Speaking to Assemblywoman Audrey Pheffer, D-Queens — a graduate of Queens College — Cermele stressed how the economy will benefit when the state puts resources into higher ed.

"What better way to create wealth than by investment?" he asked.

This year, NYSUT has joined UUP to seek more investment in its teaching hospitals, which are threatened with closure and consolidation in last year’s Berger Commission report.

"We’ve got doctors we can’t retain," said Brian Tappan, a UUP member from Upstate Medical Center in Syracuse. "We had a doctor who was coming with a multi-year NIH (National Institute of Health) grant," he said. After hearing about state recommendations to close or merge, "He wouldn’t come," Tappan said.

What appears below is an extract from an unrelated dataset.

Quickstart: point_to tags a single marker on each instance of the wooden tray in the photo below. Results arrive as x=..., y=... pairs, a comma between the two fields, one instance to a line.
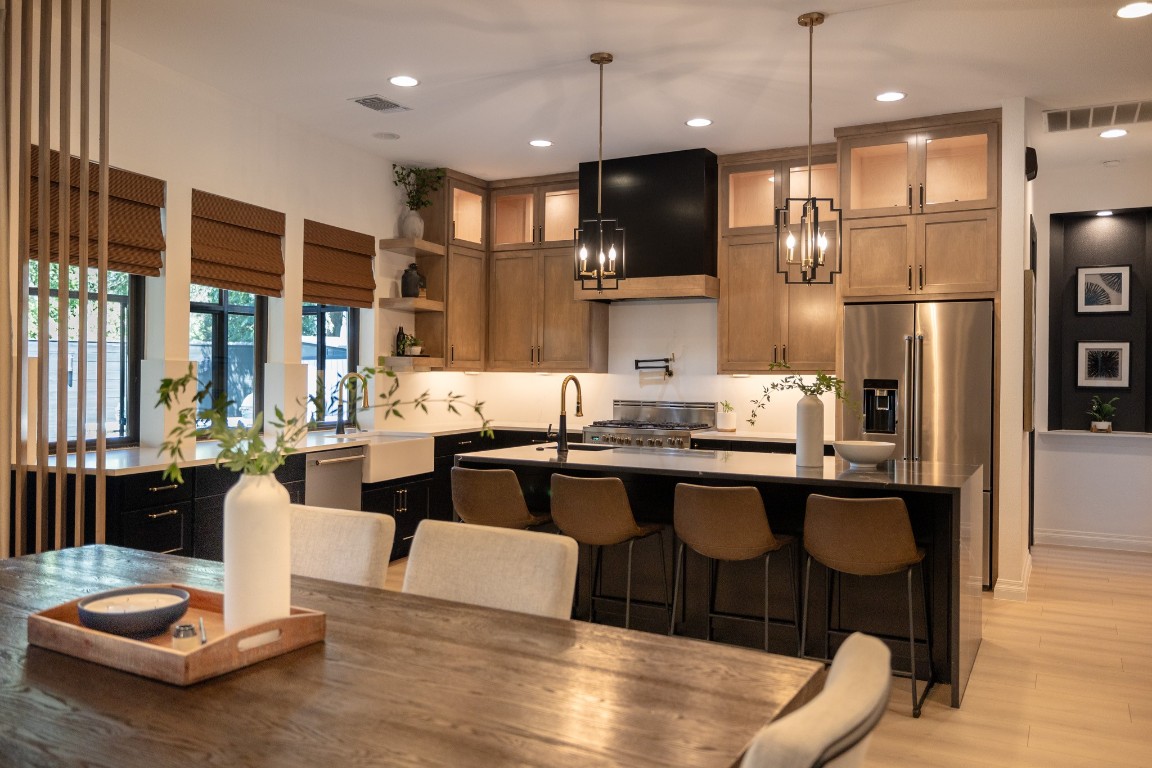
x=59, y=629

Young told her visitors that western New York has lost almost 10 percent of doctors in the last five years. "We need top-notch facilities and we need to train people," she said.

But getting funding for full-time lines has been a challenge. At community colleges, the ratio of full-time faculty to part-timers used to be 3-to-1. At many of these colleges, the ratios have flipped.

NYSUT advocates for part-time faculty, while also pressing for a greater percentage of full-timers to ensure the university fulfills its mission in research and student access.

In terms of growth, "We’re about 10 years behind," said Steve Mezik of Herkimer Community College Faculty Association. "In the Mohawk Valley, we have a drain of our young, educated work force."

Speaking to both faculty and the Herkimer CC president, Sen. James Seward, R-Oneonta, said community colleges "play a tremendous role here. They prepare the work force and respond to the local needs of businesses. You’re a big plus and you ought to be recognized."

PSC activists asked Assemblywoman Joan Christensen, D-Syracuse, to support a NYSUT bill to help gain unemployment benefits for part-time faculty who are left dangling at semester’s end as to future prospects.

Administrators often have part-timers sign a document that leaves them unqualified for benefits. "They’re denying to adjuncts unemployment rights that construction workers and seasonal workers have," said Steve London, vice president of the PSC.